By the Grace of Allah, I have had a glorious opportunity to interact with niqaabis and surprising as it may sound to some, they not only hold degrees of merit, but they also work diligently both at home and outside. They are also as feminine and bubbly as any woman would be. I can assure you that their warmth of amity can beat the winter blues! Before deeming them as threats, we should really bear in mind that these women are willing to cooperate with security checks. It is quite paradoxical if we begin to criticize everything that is being misused. For example, should we blame the knife which can be used for both slicing bread and injuring a person?

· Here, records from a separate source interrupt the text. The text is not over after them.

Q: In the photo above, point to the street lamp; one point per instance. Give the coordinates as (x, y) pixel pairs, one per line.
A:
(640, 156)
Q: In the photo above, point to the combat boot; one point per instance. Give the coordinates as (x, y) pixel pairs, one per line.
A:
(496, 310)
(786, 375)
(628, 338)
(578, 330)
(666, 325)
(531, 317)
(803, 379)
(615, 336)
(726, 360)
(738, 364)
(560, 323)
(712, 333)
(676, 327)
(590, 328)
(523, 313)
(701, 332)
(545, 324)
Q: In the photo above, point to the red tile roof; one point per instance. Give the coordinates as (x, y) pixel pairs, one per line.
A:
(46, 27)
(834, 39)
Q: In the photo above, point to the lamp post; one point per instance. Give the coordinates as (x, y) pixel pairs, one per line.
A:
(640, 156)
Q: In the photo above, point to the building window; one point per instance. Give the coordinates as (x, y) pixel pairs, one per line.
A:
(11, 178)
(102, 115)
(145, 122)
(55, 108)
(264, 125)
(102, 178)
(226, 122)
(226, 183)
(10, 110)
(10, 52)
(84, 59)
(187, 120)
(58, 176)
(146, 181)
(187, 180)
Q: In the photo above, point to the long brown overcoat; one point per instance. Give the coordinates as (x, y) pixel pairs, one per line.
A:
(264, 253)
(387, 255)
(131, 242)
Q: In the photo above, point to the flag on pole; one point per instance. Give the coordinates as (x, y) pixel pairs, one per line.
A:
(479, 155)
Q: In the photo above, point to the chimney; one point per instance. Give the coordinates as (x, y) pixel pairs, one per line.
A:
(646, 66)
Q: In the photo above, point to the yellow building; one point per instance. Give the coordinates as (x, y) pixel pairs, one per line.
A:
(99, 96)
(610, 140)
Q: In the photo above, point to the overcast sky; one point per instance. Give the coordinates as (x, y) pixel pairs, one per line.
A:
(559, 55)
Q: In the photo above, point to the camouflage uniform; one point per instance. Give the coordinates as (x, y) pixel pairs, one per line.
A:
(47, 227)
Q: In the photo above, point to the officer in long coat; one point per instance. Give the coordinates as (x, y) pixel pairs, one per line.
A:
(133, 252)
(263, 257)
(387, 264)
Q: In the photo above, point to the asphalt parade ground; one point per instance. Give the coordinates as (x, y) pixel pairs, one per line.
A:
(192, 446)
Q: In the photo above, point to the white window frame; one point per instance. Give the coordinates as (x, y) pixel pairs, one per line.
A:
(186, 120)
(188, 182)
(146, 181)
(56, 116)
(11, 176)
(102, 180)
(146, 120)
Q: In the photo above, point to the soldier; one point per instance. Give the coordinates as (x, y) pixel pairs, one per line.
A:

The most important statement that we should read again and again is this:

O you who have believed, let not a people ridicule [another] people; perhaps they may be better than them; nor let women ridicule [other] women; perhaps they may be better than them. And do not insult one another and do not call each other by [offensive] nicknames. [Qur’an 49:11]

It is important to recognize that our speech and actions have an impact on ourselves as well as the entire community. In light of this, should we pose as tests of patience for our sisters?

And We have made some of you [people] as trial for others – will you have patience? And ever is your Lord, Seeing [Qur’an 25:20].

Remember that the trials of niqaabis are very similar to trials of hijabis; judgment based on looks instead of character and intelligence. So let’s take a stand against unfair treatment [for all].